PHP and references are somewhat unintuitive. If used appropriately references in the right places can provide large performance improvements or avoid very ugly workarounds and unusual code.
The following will produce an error:
function f(&$v){$v = true;}
f(&$v);
function f($v){$v = true;}
f(&$v);
None of these have to fail as they could follow the rules below but have no doubt been removed or disabled to prevent a lot of legacy confusion.
If they did work, both involve a redundant conversion to reference and the second also involves a redundant conversion back to a scoped contained variable.

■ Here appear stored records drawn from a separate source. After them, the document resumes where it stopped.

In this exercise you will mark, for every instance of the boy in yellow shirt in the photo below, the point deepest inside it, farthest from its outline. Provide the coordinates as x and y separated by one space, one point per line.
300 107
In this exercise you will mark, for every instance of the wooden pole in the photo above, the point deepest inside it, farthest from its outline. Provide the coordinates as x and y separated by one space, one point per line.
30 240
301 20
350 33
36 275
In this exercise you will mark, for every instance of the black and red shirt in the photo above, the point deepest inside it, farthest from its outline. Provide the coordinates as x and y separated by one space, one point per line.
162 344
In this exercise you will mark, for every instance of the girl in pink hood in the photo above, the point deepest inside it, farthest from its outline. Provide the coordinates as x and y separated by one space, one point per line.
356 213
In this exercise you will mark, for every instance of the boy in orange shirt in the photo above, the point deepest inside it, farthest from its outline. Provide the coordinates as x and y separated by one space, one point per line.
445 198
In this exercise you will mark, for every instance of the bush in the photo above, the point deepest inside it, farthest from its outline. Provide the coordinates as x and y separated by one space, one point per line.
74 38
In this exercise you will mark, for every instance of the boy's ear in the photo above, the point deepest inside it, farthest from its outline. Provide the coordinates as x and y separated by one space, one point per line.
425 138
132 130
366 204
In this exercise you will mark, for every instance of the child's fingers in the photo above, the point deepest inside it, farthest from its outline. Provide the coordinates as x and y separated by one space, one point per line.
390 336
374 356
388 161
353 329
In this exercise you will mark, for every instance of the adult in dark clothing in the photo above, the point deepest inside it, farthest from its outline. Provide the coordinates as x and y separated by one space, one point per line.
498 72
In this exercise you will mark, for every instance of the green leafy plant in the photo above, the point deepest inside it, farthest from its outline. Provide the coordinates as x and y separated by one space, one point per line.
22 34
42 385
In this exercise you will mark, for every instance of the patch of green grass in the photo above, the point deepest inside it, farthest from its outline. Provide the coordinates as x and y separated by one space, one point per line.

The second one used to be possible allowing a reference to be passed to code that wasn't intended to work with references. This is extremely ugly for maintainability.
This will do nothing:
function f($v){$v = true;}
$r = &$v;
f($r);
More specifically, it turns the reference back into a normal variable as you have not asked for a reference.
This will work:
function f(&$v){$v = true;}
f($v);
This sees that you are passing a non-reference but want a reference so turns it into a reference.
What this means is that you can't pass a reference to a function where a reference is not explicitly asked for making it one of the few areas where PHP is strict on passing types or in this case more of a meta type.
If you need more dynamic behaviour this will work:
function f(&$v){$v = true;}
$v = array(false,false,false);
$r = &$v[1];
f($r);
Here it sees that you want a reference and already have a reference so leaves it alone. It may also chain the reference but I doubt this.